II. Authority for and source of the right

The source for the Shield Law protections in Colorado are found in C.R.S. § 13-90-119, which grants a qualified privilege protecting newspersons from subpoenas in judicial proceedings. See also, C.R.S. §§ 24-72.5-101 through 106 (qualified privilege to newspersons in administrative proceedings), addressed more fully at Section II D. The privilege created by the Shield Law are similar to those at common law. In order to trump the privilege, the information sought must be a) integral to the case; b) not available from any alternative source; and c) the need for the information outweighs the prevailing First Amendment interest.
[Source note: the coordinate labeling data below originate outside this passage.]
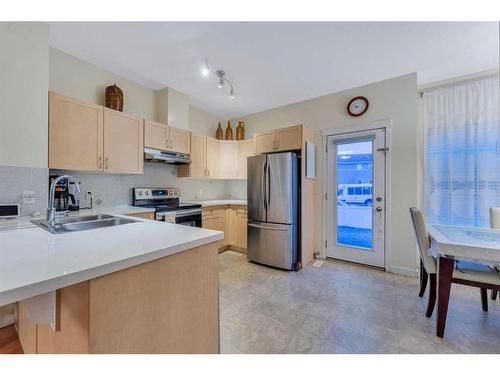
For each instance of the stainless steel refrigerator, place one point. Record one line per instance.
(273, 209)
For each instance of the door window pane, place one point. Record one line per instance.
(354, 209)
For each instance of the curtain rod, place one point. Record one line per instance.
(456, 83)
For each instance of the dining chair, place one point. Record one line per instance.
(495, 224)
(465, 272)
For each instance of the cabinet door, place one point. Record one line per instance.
(75, 134)
(213, 157)
(180, 140)
(228, 159)
(245, 149)
(233, 227)
(242, 228)
(198, 164)
(264, 142)
(289, 138)
(123, 143)
(155, 135)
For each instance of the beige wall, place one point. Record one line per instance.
(203, 122)
(79, 79)
(24, 66)
(393, 99)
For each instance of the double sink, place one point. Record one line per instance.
(75, 224)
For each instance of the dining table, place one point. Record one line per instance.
(449, 243)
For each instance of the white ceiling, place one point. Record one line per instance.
(273, 64)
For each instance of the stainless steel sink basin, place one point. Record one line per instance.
(75, 224)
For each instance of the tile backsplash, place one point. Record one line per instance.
(15, 180)
(116, 189)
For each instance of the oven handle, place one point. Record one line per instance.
(181, 213)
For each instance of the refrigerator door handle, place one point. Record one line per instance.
(268, 192)
(264, 184)
(264, 227)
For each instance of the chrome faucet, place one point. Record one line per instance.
(51, 210)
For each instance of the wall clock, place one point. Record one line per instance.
(357, 106)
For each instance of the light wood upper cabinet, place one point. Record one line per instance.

Before the Colorado legislature's enactment of the Shield Law protections in 1990, many state trial courts had acknowledged the existence of a common law privilege. See, e.g., Jones v. Woodward, 15 Media L. Rep. 2060 (Denver Dist. Ct. 1988) (using qualified privilege to grant reporter's motion to quash subpoena). However, the state appellate courts had weighed in on the privilege issue, asserting that there was no privilege under the Colorado constitution. See Pankratz v. District Court, 609 P.2d 1101 (Colo. 1980) (a reporter must testify before a grand jury because he was the only witness to criminal conduct); Gagnon v. District Court In & For Cty. of Freemont, 632 P.2d 567 (Colo. 1981) (defendant/reporter required to provide confidential source and documents in defamation action because information was "clearly relevant").